One Mighty and Irresistible Tide: The Epic Struggle Over American Immigration, 1924–1965
“it would be well for all to read One Mighty and Irresistible Tide in order to gain a better understanding of what it means to be an immigrant pursuing the American Dream.”
With the ongoing debate raging in our society over illegal immigration, One Mighty and Irresistible Tide is a timely contribution to the discussion. In effect, this book could be considered a prequel and starting point for said debate as it provides a history and prior basis for what has been effectively an ongoing argument for well over 125 years as to who is worthy of admittance to our country and inclusion in what is rapidly becoming a true and absolute melting pot and a multicultural and multipluralist society today.
The significance of the year 1924 is twofold. After the Bolshevik Revolution during World War I and the so-called postwar “red scare” there was a fear of permitting such potential revolutionaries to infiltrate the country via immigration and being overrun by the poverty stricken dregs of war torn societies who might become “public charges” in America. It was also the year of a Congressional law that instituted national origins as the desired basis for future immigrants. In effect, it was based on race.
What followed was 40 years of struggle to overturn this law and provide for a more equitable distribution of those seeking to emigrate and regional or continental quotas that would permit all those deemed eligible to come to this country, hopefully assimilate, contribute to our national progress, and realize the dream and hope of Emma Lazarus' iconic poem that accompanies the Statue of Liberty in New York Harbor.
Needless to say, those on both sides saw themselves as standing up for what they believed was the vision of the founders in maintaining the stock of mostly northern and western white European peoples or being universal in giving everyone deserving a chance at the American Dream. Indeed, the author's family was one of those given that opportunity when Mao and his Communist Party took over China in 1949.
The cast of characters in this fight is extensive. For those somewhat younger, they probably won't mean a thing, yet for the older reader, there will be many familiar names of politicians, academics, and others that will make the story seem like a trip down memory lane, including one Congressman who was a young representative at the time the law was passed and was still fighting to change it 40 years later when that national origins law was replaced by the Immigration and Nationality Act of 1965.
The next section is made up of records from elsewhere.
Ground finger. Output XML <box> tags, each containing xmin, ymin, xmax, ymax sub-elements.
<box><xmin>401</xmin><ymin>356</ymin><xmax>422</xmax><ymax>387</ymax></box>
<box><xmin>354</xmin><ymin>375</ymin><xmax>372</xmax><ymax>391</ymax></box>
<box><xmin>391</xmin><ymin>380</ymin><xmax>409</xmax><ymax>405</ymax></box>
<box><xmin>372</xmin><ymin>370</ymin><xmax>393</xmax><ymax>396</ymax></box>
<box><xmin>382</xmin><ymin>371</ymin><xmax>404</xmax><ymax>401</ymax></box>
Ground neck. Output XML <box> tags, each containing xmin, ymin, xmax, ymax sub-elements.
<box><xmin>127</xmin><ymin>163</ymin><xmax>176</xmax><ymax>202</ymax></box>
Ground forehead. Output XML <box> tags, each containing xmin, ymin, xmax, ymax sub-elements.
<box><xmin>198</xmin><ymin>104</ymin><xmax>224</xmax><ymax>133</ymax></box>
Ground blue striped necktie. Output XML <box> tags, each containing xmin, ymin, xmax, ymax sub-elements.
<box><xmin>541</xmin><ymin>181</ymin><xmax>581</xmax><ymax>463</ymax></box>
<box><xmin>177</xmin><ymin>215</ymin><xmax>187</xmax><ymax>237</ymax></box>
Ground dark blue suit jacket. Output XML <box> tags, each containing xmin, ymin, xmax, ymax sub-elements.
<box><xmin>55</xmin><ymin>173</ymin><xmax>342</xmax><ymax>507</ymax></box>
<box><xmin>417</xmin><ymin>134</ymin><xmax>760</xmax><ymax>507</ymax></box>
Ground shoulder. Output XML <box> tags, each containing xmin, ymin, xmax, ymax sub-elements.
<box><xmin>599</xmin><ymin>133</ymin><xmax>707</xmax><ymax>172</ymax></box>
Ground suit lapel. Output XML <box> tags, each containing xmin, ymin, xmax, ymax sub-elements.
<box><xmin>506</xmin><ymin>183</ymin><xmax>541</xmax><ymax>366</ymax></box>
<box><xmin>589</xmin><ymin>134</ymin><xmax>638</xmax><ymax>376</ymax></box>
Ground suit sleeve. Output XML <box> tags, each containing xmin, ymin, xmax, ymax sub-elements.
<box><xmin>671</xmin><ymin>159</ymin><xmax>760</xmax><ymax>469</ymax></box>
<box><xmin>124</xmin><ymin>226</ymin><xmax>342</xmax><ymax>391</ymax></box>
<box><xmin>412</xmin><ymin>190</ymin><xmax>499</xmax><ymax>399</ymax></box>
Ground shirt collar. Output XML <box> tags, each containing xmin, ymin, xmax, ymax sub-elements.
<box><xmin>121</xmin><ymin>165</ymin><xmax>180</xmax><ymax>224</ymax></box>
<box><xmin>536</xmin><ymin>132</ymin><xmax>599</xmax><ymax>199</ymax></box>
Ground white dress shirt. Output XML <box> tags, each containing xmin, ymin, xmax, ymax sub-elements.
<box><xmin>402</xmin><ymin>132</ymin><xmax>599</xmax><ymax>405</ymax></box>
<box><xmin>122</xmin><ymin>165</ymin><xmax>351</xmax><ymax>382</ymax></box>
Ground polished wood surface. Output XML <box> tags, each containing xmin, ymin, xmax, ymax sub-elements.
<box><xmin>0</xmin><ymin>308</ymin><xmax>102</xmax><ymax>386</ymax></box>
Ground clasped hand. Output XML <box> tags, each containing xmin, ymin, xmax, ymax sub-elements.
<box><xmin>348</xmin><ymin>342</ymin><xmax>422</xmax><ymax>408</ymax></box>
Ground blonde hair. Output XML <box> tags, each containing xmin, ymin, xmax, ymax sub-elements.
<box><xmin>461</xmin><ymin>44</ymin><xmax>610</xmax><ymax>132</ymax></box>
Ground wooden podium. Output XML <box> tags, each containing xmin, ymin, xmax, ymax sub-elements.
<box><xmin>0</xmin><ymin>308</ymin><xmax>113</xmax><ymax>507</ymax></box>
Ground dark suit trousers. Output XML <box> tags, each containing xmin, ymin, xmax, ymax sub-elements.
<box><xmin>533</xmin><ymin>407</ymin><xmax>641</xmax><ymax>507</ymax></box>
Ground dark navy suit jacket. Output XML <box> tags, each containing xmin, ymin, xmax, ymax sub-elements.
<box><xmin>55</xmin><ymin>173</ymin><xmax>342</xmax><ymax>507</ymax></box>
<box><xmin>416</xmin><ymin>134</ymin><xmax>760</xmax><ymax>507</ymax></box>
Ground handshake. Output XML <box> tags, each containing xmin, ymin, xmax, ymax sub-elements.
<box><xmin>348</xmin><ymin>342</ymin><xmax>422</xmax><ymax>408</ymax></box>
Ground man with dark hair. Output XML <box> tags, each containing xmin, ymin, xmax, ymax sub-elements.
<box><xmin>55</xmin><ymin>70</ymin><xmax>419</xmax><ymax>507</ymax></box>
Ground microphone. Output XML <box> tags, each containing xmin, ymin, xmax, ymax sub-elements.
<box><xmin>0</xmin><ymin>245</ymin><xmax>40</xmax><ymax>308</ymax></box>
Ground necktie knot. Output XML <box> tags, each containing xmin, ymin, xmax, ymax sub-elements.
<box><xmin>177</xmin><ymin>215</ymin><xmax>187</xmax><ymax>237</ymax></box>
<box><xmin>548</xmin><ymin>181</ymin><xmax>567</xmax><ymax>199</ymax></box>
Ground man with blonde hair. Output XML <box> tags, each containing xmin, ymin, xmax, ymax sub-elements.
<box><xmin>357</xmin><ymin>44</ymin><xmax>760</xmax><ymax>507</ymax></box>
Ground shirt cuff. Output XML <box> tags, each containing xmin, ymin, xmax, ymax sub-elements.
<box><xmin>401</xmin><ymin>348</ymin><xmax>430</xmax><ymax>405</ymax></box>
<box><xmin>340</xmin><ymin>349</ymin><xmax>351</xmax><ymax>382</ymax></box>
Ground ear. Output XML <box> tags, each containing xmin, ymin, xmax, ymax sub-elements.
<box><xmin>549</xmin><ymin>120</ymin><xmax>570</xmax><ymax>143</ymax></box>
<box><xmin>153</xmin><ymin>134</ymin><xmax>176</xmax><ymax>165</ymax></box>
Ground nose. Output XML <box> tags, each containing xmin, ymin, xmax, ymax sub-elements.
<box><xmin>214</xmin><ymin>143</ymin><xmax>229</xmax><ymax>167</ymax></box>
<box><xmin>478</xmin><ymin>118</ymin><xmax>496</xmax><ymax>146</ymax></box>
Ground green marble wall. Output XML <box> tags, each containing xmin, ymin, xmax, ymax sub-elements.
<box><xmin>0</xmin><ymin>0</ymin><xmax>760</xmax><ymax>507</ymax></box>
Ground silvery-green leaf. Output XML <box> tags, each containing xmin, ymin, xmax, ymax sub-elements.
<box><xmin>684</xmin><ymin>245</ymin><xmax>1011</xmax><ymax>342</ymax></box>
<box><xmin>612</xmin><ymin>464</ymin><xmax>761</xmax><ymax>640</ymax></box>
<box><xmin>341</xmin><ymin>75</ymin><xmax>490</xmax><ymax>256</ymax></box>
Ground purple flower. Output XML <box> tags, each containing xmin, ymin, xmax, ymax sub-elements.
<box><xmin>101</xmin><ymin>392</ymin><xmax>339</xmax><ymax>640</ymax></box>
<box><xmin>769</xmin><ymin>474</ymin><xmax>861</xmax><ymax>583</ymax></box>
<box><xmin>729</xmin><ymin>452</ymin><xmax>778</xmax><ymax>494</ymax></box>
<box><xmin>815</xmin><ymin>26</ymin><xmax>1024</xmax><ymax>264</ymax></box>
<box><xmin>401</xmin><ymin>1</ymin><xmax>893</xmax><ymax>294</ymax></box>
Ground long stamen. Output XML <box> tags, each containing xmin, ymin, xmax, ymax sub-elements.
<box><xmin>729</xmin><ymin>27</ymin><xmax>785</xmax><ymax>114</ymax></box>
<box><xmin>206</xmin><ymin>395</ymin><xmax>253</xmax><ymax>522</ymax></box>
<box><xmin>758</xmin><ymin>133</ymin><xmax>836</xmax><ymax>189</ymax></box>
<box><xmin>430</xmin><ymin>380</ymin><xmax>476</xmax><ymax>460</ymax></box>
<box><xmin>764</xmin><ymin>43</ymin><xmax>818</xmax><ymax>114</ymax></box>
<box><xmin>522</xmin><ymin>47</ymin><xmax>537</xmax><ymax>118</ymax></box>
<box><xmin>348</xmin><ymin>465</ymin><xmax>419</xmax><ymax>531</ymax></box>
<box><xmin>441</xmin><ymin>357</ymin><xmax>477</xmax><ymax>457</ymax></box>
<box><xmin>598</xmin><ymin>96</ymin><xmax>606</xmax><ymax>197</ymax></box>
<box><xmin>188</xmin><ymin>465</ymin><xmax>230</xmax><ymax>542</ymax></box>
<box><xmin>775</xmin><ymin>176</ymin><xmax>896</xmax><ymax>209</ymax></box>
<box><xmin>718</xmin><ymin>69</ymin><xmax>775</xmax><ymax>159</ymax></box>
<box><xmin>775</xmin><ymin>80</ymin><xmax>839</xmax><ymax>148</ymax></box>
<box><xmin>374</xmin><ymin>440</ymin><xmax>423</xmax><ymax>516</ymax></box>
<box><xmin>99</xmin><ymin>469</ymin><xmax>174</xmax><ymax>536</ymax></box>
In any event, the struggle was long and tortuous. It included virtually all human population groups, races, religions and ethnicities (Asian, Latino, etc.) lobbying Congress to do the right thing and realize the dream of a true American melting pot, while those who argued against changing the law did so for a variety of reasons, most of which were intrinsically or inherently white supremacy based—even if they were not always willing to outright admit to such.
The format of the book literally follows that long and tortuous path in recounting the story, touching on all of those politicians and others mentioned above and all of the events over 40 years that had a bearing on overhauling a law that had largely shut the door on immigration for decades and instituted quotas that had no relevant bearing, basis in reality, or were absolutely discriminatory. Just like then, something needs to be done now, if for no other reason than to, preferably, eliminate the debate.
As author Yang is not a historian but a New York Times deputy national security editor, the endnotes are the type that reference a quote or expression on a specific page in the text. She has, however, done extensive research in archives, presidential libraries, newspapers, government documents, and other relevant sources that demonstrate a decided grasp of her subject, notwithstanding her own personal family immigration tale.
If there is any criticism to be made, it is that there are no photographs of any of those personages (Harry Truman, JFK, LBJ, etc.) or locations that are so important as context to providing points of reference. That would seem to be a bit of a mystery.
Nonetheless, this is an interesting as well as important narrative of a subject relevant to our society today. As such, it would be well for all to read One Mighty and Irresistible Tide in order to gain a better understanding of what it means to be an immigrant pursuing the American Dream.